I am testing the OVRLipsync plugin from Oculus, and was wondering about some opinions on it. I have linked a test video, using only visemes without any expression. Would this be acceptable quality to use in a game? It seems to be of similar quality to the older Bethesda RPG lip sync methods. The main bonus is it is procedural and could be batch processed across unlimited .wav files, and blended with other expressions.
Well since you can plug it into UE4 it’s a good start. Using Genesis 8 though is even better as it does have support for both morph and cluster shaping and although there are some interesting options Genesis has the resources for at least testing such options with out having to investing a lot of time.
I’ve been playing with Genesis 3 and Motionbuilder with good results as a procedural with good results.
As for game use not there yet but something that I found using Genesis is to get a good result you will need to over extend the shape as a percentage to get the correct definition so more important than the ability of the final output is the ability to edit the output of the individual shapes.
I do suspect though the Epic is also working on such a feature with the introduction of the control rig feature.
I lowered the Genesis 8 max viseme percentages (ie 50% max “AA” slider) before export and tried different viseme percentage combinations, since the Oculus library is pre-built and uneditable. I guess the plugin’s ue4 wrapper code could be edited instead. I also edited Genesis8 by hiding all bones but neck, then renaming it to neck_01. Then just merging it in with ue4 default skeleton in Maya, so it would just have the default ue4 skeleton.
Daz Studio is way more robust than I thought, although the Quaternion skinning is not supported in regular UE4, idk how important that is. But Daz with Oculus plugin is the only pre-built fully procedural method I have found. I cannot imagine how to do it with 100+ NPCs otherwise, besides building something from the ground up.
Well Oculus is an interesting possibility but is a case of Unreal 4 and Epic playing catch up as to what has been available to the DCC pipeline for years now and the fact that it can be done in UE4 is interesting as far as what Epic has in mind as to key feature additions goes.
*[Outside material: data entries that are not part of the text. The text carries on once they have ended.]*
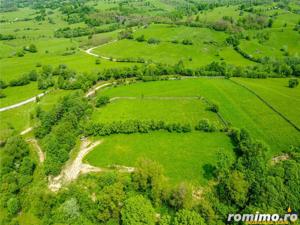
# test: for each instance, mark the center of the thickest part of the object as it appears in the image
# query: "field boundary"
(267, 104)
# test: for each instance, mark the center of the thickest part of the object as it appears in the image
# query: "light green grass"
(277, 93)
(208, 46)
(172, 110)
(19, 119)
(183, 156)
(237, 105)
(17, 94)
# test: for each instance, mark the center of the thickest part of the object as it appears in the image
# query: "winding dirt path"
(74, 167)
(39, 150)
(33, 99)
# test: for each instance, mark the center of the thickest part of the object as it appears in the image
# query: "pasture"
(237, 105)
(185, 157)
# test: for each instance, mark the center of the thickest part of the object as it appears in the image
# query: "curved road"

Thing is getting UE4 to do something is not really the hard part but rather standardizing the base framework is where Genesis is. Granted it has it’s issues, what off the shelf solution doesn’t, but from a top down development pathway you have to start with a base that is the same under any condition and then introduce the ability to change the output to the desired result.
This is another reason the addition of the control rig feature is so interesting as I’m assuming a much more usable feature as to say procedural driven facial animations will one day show up.
So starting with Genesis 8 is a good starting point as far as base requirements goes as you have discovered that it is robust enough to get the kind of result that you are looking for and UE4 is now flexible enough to make use of external and more advanced applications even if they are external to UE4.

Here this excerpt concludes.